CONTAINING LINKS TO 1280 STORIES FROM THE NETWORKS' NIGHTLY NEWSCASTS
     COMMENTS: NBC Downplays Its Vindication

For the third day this week, the War in Iraq was on the back burner. NBC, the network that attracted such fanfare by its decision to characterize the fighting there as a civil war, had substitute anchor Campbell Brown mention its vindication only in passing: now the Pentagon, in its official quarterly report, concurs that the "civil war" phrase is apt. Neither of NBC's rivals assigned a reporter to that Pentagon finding either. ABC did not even mention it.

Only ABC had its Capitol Hill correspondent cover the Senate debate over the Democrats' troops out plan--although CBS did air a couple of soundbites. Jake Tapper (subscription required) was bemused at why he was assigned to the story since the Democrats do not have the votes to prevail: "Is all this not just an exercise in futility?" He replied with the Democrats' rationale: "They are trying to rally the American people to pressure the President to end the war."
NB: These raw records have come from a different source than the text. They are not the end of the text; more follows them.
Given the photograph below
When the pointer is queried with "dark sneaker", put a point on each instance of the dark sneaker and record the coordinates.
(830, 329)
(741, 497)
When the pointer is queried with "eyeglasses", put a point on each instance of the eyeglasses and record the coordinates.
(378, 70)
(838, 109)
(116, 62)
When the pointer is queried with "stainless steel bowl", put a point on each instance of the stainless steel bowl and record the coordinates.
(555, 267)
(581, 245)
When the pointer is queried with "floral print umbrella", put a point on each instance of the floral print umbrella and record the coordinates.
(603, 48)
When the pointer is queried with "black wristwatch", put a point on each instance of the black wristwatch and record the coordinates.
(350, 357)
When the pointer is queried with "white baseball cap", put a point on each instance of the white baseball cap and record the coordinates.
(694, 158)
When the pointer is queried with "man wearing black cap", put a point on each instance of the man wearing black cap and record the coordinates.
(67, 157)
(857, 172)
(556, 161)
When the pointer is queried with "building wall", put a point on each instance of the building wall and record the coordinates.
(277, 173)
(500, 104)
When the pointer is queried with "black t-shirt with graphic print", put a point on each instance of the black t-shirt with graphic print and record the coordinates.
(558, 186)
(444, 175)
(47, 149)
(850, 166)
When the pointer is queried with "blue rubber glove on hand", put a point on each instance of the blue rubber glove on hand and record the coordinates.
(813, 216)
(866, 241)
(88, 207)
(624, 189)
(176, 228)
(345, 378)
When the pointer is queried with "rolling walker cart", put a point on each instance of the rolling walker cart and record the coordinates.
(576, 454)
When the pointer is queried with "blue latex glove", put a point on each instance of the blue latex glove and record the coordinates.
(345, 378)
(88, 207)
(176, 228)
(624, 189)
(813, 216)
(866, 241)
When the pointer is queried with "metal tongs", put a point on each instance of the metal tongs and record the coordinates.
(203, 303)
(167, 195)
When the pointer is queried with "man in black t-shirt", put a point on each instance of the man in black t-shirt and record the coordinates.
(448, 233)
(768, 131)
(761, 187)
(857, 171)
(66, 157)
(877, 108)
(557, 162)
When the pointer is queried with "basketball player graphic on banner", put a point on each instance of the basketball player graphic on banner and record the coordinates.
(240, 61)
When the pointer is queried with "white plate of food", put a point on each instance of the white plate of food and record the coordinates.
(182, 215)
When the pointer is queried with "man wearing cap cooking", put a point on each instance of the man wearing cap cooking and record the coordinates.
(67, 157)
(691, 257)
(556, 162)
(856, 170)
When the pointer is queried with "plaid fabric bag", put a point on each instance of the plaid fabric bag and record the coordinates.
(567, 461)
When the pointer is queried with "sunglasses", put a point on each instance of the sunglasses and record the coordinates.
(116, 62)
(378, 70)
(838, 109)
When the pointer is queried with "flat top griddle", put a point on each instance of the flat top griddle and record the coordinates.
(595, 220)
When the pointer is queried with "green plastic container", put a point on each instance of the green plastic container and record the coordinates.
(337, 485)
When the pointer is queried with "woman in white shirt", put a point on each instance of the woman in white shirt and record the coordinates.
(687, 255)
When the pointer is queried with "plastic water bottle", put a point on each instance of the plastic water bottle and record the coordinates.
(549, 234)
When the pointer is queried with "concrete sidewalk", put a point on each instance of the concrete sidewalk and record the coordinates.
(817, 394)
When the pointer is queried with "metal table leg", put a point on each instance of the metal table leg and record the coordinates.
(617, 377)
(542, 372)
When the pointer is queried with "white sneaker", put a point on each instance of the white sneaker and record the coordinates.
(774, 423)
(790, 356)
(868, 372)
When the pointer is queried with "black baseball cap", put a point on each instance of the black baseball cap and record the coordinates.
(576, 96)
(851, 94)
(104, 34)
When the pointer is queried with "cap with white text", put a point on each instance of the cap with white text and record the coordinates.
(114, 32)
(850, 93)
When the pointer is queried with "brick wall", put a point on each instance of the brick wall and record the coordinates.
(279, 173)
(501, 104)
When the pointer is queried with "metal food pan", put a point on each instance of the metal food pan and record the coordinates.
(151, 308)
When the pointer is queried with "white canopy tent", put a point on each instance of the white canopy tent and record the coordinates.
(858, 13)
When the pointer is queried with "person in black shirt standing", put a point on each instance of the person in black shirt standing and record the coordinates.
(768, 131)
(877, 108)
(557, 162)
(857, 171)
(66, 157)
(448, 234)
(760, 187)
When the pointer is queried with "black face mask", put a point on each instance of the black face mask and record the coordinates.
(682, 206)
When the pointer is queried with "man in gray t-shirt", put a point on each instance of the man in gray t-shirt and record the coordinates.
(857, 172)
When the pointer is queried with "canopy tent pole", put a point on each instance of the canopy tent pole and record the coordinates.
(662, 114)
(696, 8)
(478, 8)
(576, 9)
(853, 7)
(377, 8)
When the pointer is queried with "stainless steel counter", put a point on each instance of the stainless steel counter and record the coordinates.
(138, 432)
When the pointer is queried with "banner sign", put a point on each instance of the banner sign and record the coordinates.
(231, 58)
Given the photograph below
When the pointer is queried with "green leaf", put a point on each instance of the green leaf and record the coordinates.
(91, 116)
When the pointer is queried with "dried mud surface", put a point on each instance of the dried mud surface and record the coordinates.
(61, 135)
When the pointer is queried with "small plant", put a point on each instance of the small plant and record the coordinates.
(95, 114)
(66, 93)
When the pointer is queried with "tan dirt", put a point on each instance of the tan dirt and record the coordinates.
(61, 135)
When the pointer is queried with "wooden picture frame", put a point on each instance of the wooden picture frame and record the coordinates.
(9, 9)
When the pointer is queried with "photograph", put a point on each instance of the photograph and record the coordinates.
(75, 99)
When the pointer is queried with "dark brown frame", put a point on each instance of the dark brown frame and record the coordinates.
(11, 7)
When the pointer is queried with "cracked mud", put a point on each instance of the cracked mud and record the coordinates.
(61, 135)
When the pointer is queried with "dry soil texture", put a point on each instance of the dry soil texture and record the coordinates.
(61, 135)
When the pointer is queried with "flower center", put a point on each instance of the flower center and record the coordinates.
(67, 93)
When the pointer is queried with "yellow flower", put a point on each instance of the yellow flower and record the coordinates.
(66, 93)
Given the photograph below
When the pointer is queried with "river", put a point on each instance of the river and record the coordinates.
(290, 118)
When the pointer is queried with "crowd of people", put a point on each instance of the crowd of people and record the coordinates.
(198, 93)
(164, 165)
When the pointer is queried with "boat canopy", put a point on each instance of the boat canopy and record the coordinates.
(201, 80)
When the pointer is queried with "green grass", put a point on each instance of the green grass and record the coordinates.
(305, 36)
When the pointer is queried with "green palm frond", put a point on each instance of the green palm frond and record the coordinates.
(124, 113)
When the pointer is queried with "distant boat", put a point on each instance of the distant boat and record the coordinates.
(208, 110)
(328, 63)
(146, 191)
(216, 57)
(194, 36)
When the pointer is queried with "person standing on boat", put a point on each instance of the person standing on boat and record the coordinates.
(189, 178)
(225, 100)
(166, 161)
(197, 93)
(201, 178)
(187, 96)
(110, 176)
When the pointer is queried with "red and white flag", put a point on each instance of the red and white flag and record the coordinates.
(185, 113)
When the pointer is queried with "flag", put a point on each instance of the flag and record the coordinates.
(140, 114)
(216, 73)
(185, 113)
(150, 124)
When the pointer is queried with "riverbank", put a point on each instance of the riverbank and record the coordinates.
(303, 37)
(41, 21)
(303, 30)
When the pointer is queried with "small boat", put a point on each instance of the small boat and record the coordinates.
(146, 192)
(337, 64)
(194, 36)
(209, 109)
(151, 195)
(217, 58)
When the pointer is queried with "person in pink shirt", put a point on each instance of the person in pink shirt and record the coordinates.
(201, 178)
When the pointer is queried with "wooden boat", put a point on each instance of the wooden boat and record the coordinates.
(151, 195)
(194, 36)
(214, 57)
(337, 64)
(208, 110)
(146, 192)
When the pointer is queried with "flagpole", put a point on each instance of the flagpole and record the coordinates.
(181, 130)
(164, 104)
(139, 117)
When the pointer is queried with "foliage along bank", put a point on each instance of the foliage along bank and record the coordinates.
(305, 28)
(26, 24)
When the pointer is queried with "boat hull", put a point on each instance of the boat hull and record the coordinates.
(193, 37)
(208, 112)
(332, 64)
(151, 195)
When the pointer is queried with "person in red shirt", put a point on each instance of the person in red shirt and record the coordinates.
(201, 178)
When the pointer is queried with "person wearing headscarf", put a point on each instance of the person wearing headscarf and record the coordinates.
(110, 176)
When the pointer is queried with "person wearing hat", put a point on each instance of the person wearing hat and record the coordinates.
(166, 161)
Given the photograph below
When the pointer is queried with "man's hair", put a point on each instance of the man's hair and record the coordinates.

Only CBS filed from Iraq itself: Allen Pizzey examined the shift in alliances in al-Anbar Province in the Sunni heartland. Local Iraqi tribal chiefs have switched sides and are now being armed by US occupation forces in order to fight infiltrating foreign jihadist supporters of al-Qaeda. Pizzey inquired of Gen David Petraeus, the commander of occupation forces, whether the al-Anbar tribes might not turn those same weapons on US forces once they had disposed of the jihadist threat. Petraeus conceded "there is inherent risk."